Probably the same reason you don't bother to form complete sentences.
BTW....I used spellcheck!
In a forum like this, the important thing isn't spelling, it's whether what is typed is understandable. Of course, lots of errors do make a poster look uneducated--but all I can say is, if you can't stand misspellings, don't read the forums... it doesn't change.
Yes, you are certainly superior to those OTHER people!
I know this is a type-quick, first impressions kind of forum, but repeated misspellings are distracting and do make the poster look uneducated, as JayEll points out. Spell check won't catch all grammatical errors, even though it's more sophisticated than it used to be. There's no substitute for learning the spelling and grammar rules they were supposed to teach you in HS and it will make you more credible to others.
Bubalooslzzy, you don't have to be obnoxious to make your point.
I think this is a forum for people to express their thoughts and/opinions on a particular topic for fun of it. I don't think people should critique it like we are trying to obtain a college education. But I guess if it make you feel better to make it known that you can write and/or spell you should take that superior personality to another forum with like minded people. And remember an occasional misspelling is not an indication of one’s intelligence.

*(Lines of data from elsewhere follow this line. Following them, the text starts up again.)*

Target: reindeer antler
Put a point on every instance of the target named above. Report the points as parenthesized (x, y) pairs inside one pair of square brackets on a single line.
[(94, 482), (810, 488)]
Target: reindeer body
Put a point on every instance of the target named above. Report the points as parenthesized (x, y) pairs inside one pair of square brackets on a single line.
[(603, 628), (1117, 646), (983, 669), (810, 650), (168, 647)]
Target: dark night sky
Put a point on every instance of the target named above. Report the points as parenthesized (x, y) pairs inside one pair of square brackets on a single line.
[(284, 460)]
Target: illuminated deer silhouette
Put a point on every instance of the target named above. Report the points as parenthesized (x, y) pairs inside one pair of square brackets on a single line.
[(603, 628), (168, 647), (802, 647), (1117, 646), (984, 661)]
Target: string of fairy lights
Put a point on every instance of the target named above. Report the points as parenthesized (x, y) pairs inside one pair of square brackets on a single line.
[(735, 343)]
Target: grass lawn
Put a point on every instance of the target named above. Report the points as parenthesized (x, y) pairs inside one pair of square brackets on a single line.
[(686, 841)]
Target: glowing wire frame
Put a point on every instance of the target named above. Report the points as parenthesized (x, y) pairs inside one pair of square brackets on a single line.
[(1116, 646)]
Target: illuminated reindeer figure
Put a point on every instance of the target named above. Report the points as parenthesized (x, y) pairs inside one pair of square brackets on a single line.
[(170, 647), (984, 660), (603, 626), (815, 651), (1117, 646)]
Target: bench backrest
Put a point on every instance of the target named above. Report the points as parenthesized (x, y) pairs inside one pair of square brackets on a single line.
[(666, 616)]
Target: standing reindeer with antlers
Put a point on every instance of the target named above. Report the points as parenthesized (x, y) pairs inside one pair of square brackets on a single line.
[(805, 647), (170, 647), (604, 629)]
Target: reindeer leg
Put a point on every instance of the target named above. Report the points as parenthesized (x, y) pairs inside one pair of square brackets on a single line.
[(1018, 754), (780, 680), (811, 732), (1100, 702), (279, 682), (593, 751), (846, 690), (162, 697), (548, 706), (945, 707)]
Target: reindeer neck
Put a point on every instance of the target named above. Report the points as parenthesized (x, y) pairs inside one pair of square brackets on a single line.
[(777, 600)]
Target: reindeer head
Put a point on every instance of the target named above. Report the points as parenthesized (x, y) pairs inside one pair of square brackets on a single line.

Sometimes obnoxious is necessary to make a point. I used to think good spelling was linked to intelligence, but have encountered people of obvious "smarts" that can't spell.
Still, I can't help but find it really irritating when I see the same errors being made over and over. How can people not understand contractions, or the difference between "loose" and "lose"?
Obnoxious is never necessary to make a point. All it does is make you look low class. I never take rude posts as seriously as one written by someone with a vocabulary.
I didn't say good spelling indicated intelligence, just education. How those two link up is a matter of diverse opinion!
@Bubbalooslzzy - so you're of the opinion that poor spelling or grammar is bad form while off-topic rants and ad hominems are good form? Are you sure you've thought this through?
Wow BubaloosIzzy. That really got them fired up didn't it?
 People, move more and eat less.
@theotherguy1234: I agree, your body does not want to be fat. I'm thinking these women did not maintain a weight loss plan after getting lipo. so, the moral of the story is Stick to the diet once the lipo is done!
READ THE ARTICLE. These women were not 'fat.'
FYI- spellcheck doesn't work!! Nice response to Rick though. Come on, Rick!! You are really a lonely little hobbit that only writes in when the Penthouse Forum is down,huh?! JayEll, you are right! I woke up kind of cranky today and took it out on people that were only trying to be helpful, but that's the charm of me!! Anyhoo, suck a dick!!
bacchae - Thank you for finally pointing this out. The "glycogen in fat cells" troll was driving me crazy. THERE IS NO GLYCOGEN IN FAT CELLS!!
This study was on NON obese women. On obese people, with excess fat, liposuction will always be an effective tool. Apparently this study is missing a common sense factor. Nothing new there....
I am sure they used non-obese women to prove their theory. I do not believe the study would have been effective if they had use an obese person who already has fat distributed over their body. I believe this study because I had liposuction only to notice approximately a year or so later across my chest was wider and my arms have hanging flab you would not believe. So I know for a fact that fat deposits itself in other parts of the body however, like someone previously said, you must also undergo a lifestyle change after liposuction.
I had lipo about 2 years ago. I had a BMI of 21 and no matter how much I dieted or exercised, I could not get rid of two pouches of fat on the top of my hips. My mother had the same problem. The doc removed 400ccs of fat from each side and finally my hips looked perfect. Several months later, my arms and my tummy, which had always been lean, began to get a little soft. Now all of the diet and exercise in the world will not get rid of the fat pouch on my tummy. More lipo? I think not.